About seven or eight years ago when I was in college I was taking a class on the history of the American West, and I decided to do a paper on the cowboys of Hollywood who became stuntmen known as the Gower Gulch men. The leading expert on these men is a woman named Diana Carey. She was "Baby Peggy" in the early 1920s (kind of like the Shirley Temple of westerns). Well, anyways, her father, Jack Montgomery (also known as "Poncho") was my grandfather's friend even though he was a lot older than my grandfather. Popo was acutally just a few years older than Diana (he was born in 1913 and she was born in 1918).

So I found Diana Carey online and emailed her explaining that I was the granddaughter of her old friend, Leo McMahon. She was delighted to speak with me, and I was amazed at how lucid this 80-some year old woman was. We have kept in touch through email (and now facebook) correspondance (yes, a 93 year old woman facebooks!), and yesterday she was in town for an event in Hollywood.
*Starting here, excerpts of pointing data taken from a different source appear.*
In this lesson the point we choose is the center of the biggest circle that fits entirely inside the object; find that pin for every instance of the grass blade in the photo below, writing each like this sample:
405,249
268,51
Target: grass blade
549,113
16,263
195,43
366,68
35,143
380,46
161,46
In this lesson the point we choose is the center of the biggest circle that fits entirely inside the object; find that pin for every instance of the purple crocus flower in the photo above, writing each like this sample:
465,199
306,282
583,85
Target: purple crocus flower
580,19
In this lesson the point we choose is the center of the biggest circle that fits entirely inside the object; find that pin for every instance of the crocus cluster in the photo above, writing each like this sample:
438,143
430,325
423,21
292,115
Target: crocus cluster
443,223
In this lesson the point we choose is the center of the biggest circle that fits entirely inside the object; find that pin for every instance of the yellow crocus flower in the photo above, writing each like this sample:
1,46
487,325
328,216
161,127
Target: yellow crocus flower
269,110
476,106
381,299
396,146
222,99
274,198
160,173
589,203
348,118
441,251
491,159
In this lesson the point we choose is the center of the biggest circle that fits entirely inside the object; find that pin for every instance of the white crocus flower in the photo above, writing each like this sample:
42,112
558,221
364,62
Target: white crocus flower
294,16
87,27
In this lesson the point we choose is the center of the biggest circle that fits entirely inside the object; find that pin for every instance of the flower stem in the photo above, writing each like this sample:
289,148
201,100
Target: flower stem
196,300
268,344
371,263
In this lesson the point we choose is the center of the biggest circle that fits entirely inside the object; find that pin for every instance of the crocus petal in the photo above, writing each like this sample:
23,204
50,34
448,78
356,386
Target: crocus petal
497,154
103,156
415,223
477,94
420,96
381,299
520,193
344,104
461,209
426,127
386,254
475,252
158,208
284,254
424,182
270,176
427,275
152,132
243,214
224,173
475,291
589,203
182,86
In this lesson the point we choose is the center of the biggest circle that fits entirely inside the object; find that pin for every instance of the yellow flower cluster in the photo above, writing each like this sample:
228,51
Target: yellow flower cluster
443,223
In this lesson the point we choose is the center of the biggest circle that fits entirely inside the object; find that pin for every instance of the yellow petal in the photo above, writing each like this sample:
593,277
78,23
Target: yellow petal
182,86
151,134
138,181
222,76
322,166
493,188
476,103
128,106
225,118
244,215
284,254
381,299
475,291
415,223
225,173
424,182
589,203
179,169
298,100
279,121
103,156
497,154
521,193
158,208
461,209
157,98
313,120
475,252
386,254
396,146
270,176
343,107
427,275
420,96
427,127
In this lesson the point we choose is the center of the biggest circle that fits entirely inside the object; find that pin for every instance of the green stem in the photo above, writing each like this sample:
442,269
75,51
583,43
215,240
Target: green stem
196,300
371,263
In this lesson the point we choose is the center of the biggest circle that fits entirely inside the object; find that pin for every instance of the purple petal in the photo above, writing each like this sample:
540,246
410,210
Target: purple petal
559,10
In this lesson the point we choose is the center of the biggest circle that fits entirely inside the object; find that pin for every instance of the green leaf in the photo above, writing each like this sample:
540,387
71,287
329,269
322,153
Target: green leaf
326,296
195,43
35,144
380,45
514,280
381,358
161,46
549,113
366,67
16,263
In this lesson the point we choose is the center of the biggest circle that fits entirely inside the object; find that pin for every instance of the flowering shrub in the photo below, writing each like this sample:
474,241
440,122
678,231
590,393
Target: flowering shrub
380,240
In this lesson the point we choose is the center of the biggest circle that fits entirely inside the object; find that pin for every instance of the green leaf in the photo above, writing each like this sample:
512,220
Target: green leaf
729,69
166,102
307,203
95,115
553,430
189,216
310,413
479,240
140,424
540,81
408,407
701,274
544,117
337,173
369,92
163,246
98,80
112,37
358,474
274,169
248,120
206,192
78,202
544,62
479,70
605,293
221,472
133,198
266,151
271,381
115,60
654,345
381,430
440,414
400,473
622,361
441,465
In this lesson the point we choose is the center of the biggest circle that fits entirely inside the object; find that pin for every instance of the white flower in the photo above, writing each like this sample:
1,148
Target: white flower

My dad and I drove down to meet with her and had a lovely time discussing my grandfather.



It was like stepping out of time for a second. My dad's parents have been gone for so long. His mom died when I was three and it's been nearly 16 years since his father passed away. To see and speak a woman who is my grandfather's contemporary and friend amazed me because if my granfather was still alive he'd be 98 years old.

At the end of our conversation my dad presented Diana with a gift. Just before her father died in the 1970s, he had given my grandfather his lucky silver dollar that was so worn down you couldn't really see the impressions on it anymore. Just before my grandfather died in 1995, he passed that lucky silver dollar on to my dad. So my dad decided to give it back to the rightful owner, Jack Montgomery's daughter. We didn't know if she'd know what it was when he pulled it out, but this 93 year old woman's eyes grew wide and tearful and she exclaimed, "That's dad's lucky silver dollar!" She was so astonished and pleased that it warmed my heart to see my dad making this friend of my grandfather so happy. She hadn't seen that silver dollar since the 70s but she remembered it instantly.

I hope I have that kind of memory when I'm her age (if I make it that long). What an amazing thing to have lived through an entire century, to remember the Great Depression, WWII, and so many life changing moments in history. And she is one of the most self-reflective people I have ever met. I wish my grandparents could have been there with us last night. I miss them.

Btw, the photograph is of Diana Carey when she was playing "Baby Peggy" in the early 1920s.